The tsunami waves tossed heavy wooden vessels ashore on 26 December like paper boats. Now they lie stranded, scattered over the whole beach. Many of them are now wrecks, the heavy planks of their wooden hulls shattered by rocks.

One day maybe some of the boats will sail again. The crane starts with the clearing up.

I return to the car and continue the journey south towards Galle. To left and right lie the remnants of the disaster. Sometimes all that remains are heaps of stones. I am reminded that fishing huts used to stand here one month ago.

But there is not only destruction to see. Everywhere along the coast of Sri Lanka, people are clearing up and sometimes even rebuilding.

Fires burn beside the roads: mattresses, splintered timber and broken furniture are transformed into ash. From the debris, the tsunami victims collect what is useful for reconstruction: roofing tiles, stones and corrugated sheet. Neighbours help each other.

And the aid workers of the Red Cross lend a hand. At the next stop the sun already beats down from the sky. Sweat runs down of the faces of 25 Red Cross volunteers from Bentota.

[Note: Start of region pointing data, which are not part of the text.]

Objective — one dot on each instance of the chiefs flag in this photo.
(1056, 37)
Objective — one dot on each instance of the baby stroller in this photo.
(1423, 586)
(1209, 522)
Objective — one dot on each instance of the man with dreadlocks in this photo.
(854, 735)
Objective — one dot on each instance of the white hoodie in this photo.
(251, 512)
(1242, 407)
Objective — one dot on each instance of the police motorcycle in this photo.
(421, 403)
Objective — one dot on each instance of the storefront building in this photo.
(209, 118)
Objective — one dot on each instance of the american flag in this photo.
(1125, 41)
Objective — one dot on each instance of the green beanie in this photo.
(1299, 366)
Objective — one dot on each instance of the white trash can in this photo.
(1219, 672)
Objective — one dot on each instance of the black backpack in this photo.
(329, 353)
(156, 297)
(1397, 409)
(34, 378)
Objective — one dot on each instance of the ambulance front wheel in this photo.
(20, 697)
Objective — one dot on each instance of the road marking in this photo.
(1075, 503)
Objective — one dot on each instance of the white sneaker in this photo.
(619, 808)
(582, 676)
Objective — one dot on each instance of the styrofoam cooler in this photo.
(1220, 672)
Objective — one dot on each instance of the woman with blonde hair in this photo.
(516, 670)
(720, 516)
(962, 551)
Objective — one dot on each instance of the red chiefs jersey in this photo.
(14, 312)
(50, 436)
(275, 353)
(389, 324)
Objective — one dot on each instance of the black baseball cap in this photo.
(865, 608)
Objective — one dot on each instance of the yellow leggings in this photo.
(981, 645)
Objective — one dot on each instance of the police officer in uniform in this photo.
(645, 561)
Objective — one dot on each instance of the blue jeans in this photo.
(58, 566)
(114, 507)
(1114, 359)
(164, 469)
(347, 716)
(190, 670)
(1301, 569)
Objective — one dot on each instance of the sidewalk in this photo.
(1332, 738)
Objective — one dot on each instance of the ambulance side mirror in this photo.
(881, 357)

"Straight after the tsunami disaster I joined the Red Cross. Now I clear up the rubble with my friends,, says a 23-year old. In the background a wrecked house rises up into the sky. The tidal wave shattered the timber roof like matches, tearing away furniture, windows, doors, everything.

Red Cross workers, many young, push squeaking wheelbarrows along the affected coastline. They provide first aid, clean salted wells, distribute humanitarian goods or transport clean drinking water.

The disaster has tapped into the humanitarian spirit and the number of Red Cross volunteers has increased, a fact Vpali Sirimanne is proud of. He is the honorary Red Cross chairman in the district of Bentota.

He used to work as a full-time diving instructor. Before the tsunami, he ran his own equipment and boat rental business. The wave destroyed everything.

Not far away a Red Cross truck stands next to the road delivering water. The pump is roaring, filling up a black plastic tank. The village inhabitants line up with cans and buckets. Clean drinking water is essential to avoid the outbreak of diseases and epidemics.

I think of my German Red Cross friends in Pottuvil, where I’m heading. They prepare 120,000 litres of drinking water every day, supplying camps for the homeless. Then there are the two basic health care centres run by the Finnish and French Red Cross Societies.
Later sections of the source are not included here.